Still, how do you get there from here?
So the premise here is that cloud will change the role of IT as a whole, as well as particular IT jobs. So what should you do? How do you know how to ease people into these roles, how to build these roles, or even how to try to make these role transitions yourself?
I’ll repeat the advice I’ve been giving pretty consistently: try it.
— Figure out what risks you and your organization want to take. Understand if a given project or application is more suited to a greenfield, “clean break” kind of approach or to a more gradual (though drawn-out) shift.

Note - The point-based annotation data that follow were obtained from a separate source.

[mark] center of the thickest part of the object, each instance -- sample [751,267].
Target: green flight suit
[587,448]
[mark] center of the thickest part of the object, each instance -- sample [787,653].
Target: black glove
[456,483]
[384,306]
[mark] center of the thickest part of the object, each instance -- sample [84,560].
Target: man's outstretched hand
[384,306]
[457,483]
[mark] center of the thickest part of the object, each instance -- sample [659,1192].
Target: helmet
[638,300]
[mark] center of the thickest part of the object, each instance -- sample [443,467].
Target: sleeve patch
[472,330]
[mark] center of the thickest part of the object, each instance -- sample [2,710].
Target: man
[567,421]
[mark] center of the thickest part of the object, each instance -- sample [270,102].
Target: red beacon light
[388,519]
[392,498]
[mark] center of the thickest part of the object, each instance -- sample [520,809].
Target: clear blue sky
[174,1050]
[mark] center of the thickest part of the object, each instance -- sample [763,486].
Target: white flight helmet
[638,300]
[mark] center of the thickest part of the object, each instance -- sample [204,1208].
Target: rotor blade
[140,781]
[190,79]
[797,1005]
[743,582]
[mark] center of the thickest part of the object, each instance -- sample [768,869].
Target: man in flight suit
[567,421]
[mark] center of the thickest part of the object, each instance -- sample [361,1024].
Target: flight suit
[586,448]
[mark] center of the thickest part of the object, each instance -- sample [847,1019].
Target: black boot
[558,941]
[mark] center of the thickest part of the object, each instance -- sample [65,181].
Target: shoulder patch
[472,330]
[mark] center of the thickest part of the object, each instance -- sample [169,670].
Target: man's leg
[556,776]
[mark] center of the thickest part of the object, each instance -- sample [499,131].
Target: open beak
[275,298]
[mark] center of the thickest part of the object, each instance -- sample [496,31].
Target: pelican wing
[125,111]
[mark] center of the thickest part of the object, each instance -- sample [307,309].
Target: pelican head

— Set up a “clean room” for experimentation. Create the “desired state” (Forrester’s James Staten advocated that on a recent webcast we did with him). Then use this new approach to learn from.
— Arm yourself with the tools and the people to do it right. Experience counts.
— Work on the connection between IT & business aggressively
— Measure & compare (with yourself and others trying similar things)
— Fail fast, then try again. It’s all about using your experience to get to a better and better approach.
There was one thing that I heard this week at the Gartner show from Tom Bittman that sums up the situation nicely. IT, Tom said, has the opportunity to “become the trusted arbiter and broker [of cloud computing] in your organization.” Now that definitely puts IT in a good place, even a place of strength. However, there’s no denying that many, many folks in IT are going to have to get comfortable with roles that are very different from the roles they have today.